For Fallin, A Western Whistle-Stop Tour

In a throwback to a by-gone day and old-school politics, the Mary Fallin for governor campaign leased a two-car passenger train with a caboose dubbed the “Washita Princess” adorned with American flags and red-white-and-blue banners and whistle-stopped its way through a part of western Okahoma on Monday.

“We have a great appreciation for the values that Oklahoma brings, especially in rural communities,” the Republican nominee said from the back of the caboose outside the Wheeler Brothers Grain Company in Thomas.

“We’re going to make government work for you, not you work for the government.”

Fallin also made stops in Clinton, Cordell and Hobart.

About 100 Fallin supporters and volunteers packed into the slow moving Farmrail train, which meandered across the open prairie of western Oklahoma on tracks usually reserved for freight trains carrying wheat, gypsum, fertilizer and oil drilling equipment.

“This may be the last whistle-stop train tour you see in Oklahoma,” said University of Oklahoma political science professor Keith Gaddie, who rode the train. “No one rides trains anymore.
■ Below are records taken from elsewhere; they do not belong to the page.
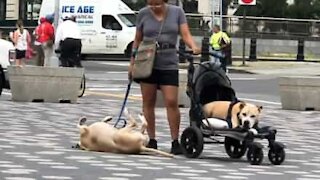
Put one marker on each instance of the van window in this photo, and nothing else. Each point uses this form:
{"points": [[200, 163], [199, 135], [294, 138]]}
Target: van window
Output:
{"points": [[108, 22], [128, 19]]}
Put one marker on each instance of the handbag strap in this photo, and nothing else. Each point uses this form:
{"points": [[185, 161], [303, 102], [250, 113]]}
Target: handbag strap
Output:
{"points": [[162, 23]]}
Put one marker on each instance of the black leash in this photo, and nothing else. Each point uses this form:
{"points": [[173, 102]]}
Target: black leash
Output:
{"points": [[123, 106]]}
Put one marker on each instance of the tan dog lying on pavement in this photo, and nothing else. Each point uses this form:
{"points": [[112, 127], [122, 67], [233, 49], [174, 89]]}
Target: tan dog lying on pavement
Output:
{"points": [[241, 112], [104, 137]]}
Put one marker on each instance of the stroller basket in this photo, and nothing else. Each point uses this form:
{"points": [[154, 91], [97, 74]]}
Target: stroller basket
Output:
{"points": [[211, 84]]}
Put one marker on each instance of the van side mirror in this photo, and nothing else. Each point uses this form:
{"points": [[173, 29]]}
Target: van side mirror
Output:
{"points": [[116, 27]]}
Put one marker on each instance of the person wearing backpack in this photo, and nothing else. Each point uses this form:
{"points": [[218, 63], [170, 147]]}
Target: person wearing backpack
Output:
{"points": [[220, 42], [21, 40]]}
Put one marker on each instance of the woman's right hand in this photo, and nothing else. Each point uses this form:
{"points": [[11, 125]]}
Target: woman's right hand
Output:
{"points": [[130, 69]]}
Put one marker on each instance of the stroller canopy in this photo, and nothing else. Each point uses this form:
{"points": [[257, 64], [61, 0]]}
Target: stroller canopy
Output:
{"points": [[211, 83]]}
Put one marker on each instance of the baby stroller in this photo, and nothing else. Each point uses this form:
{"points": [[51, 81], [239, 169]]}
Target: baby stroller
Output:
{"points": [[207, 82]]}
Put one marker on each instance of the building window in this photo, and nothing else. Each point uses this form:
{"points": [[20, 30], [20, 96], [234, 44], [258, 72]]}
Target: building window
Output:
{"points": [[32, 9]]}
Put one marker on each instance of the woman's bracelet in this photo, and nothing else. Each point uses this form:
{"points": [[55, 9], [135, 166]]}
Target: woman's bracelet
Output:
{"points": [[134, 52]]}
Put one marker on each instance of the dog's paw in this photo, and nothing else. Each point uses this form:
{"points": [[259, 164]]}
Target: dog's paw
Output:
{"points": [[82, 120], [106, 119], [254, 131]]}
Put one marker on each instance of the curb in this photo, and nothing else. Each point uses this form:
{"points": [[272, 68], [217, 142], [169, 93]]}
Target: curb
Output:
{"points": [[230, 69]]}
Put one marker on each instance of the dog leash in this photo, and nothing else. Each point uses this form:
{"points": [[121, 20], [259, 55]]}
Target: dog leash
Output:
{"points": [[123, 106]]}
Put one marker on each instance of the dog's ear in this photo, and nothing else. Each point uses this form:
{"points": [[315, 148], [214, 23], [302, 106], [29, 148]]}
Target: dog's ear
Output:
{"points": [[82, 120], [84, 130], [242, 105]]}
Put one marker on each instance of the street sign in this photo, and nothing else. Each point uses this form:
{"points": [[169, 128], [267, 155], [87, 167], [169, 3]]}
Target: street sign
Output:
{"points": [[247, 2]]}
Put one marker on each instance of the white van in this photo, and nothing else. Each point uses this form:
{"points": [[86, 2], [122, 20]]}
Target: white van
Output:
{"points": [[107, 26]]}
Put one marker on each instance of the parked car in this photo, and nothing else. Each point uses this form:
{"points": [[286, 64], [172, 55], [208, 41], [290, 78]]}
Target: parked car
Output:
{"points": [[7, 52]]}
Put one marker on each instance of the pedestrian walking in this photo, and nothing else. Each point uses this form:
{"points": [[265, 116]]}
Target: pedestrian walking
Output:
{"points": [[45, 35], [21, 40], [165, 73], [220, 42], [68, 41], [37, 43]]}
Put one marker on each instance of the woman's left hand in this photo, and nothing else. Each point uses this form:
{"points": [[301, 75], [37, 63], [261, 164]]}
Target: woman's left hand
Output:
{"points": [[196, 50]]}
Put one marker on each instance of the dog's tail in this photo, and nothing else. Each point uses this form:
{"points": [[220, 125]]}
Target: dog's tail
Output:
{"points": [[145, 149]]}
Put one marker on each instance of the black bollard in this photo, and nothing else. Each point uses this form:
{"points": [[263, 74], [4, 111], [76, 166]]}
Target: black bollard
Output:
{"points": [[300, 55], [182, 48], [253, 49], [205, 49]]}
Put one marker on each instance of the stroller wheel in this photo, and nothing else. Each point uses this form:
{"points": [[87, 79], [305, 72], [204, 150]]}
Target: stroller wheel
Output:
{"points": [[255, 154], [234, 148], [192, 142], [276, 155]]}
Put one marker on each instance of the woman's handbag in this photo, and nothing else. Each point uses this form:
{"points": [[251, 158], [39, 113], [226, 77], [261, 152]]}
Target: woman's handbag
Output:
{"points": [[146, 53], [143, 63]]}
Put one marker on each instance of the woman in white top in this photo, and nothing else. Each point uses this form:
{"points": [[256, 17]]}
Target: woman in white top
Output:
{"points": [[21, 39]]}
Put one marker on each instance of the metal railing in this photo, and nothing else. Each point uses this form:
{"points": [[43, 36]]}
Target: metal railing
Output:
{"points": [[257, 26]]}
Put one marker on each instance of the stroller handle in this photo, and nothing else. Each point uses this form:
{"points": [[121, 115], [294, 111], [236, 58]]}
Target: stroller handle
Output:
{"points": [[188, 54]]}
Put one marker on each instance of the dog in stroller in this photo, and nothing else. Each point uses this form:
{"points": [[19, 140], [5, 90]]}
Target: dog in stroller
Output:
{"points": [[207, 83]]}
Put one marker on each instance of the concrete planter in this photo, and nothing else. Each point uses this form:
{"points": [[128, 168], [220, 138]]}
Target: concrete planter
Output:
{"points": [[45, 84], [300, 93], [183, 99]]}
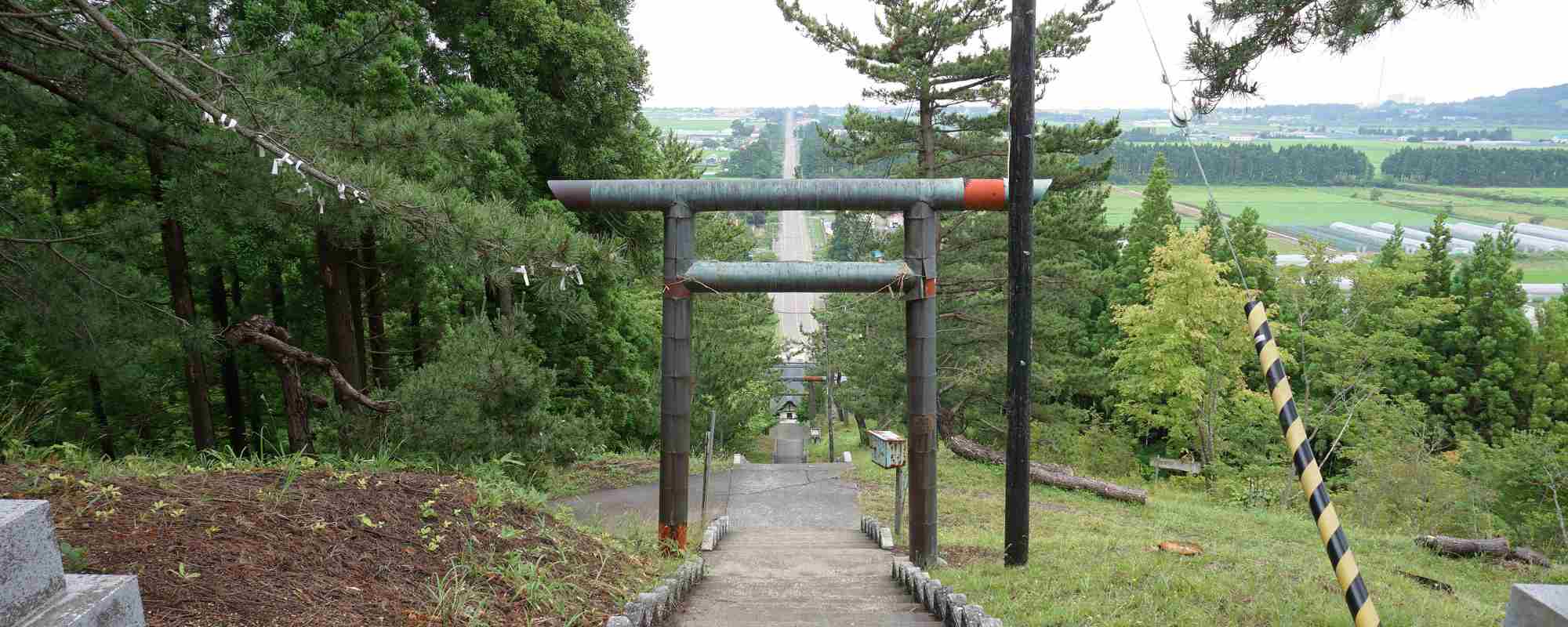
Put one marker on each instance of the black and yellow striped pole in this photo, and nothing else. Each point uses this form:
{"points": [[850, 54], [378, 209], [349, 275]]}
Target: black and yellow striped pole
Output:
{"points": [[1334, 537]]}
The modern whistle-stop tour is the tarmac.”

Fallin addressed supporters at the Route 66 Museum in Clinton, ending each stump speech with her tag line: “Nobody will work harder for Oklahoma, nobody.”

In Cordell, where Fallin delivered her speech from the Washita County Courthouse steps, her message of creating a business friendly environment with lower taxes and changes to the workers’ compensation system resonated with 68-year-old municipal worker Lydia Hall. “We’re losing a lot of jobs out here,” Hall said. “A lot of the young people who leave our community don’t come back.”

Fallin ended the daylong train trip in Hobart and attended a fundraiser in Frederick.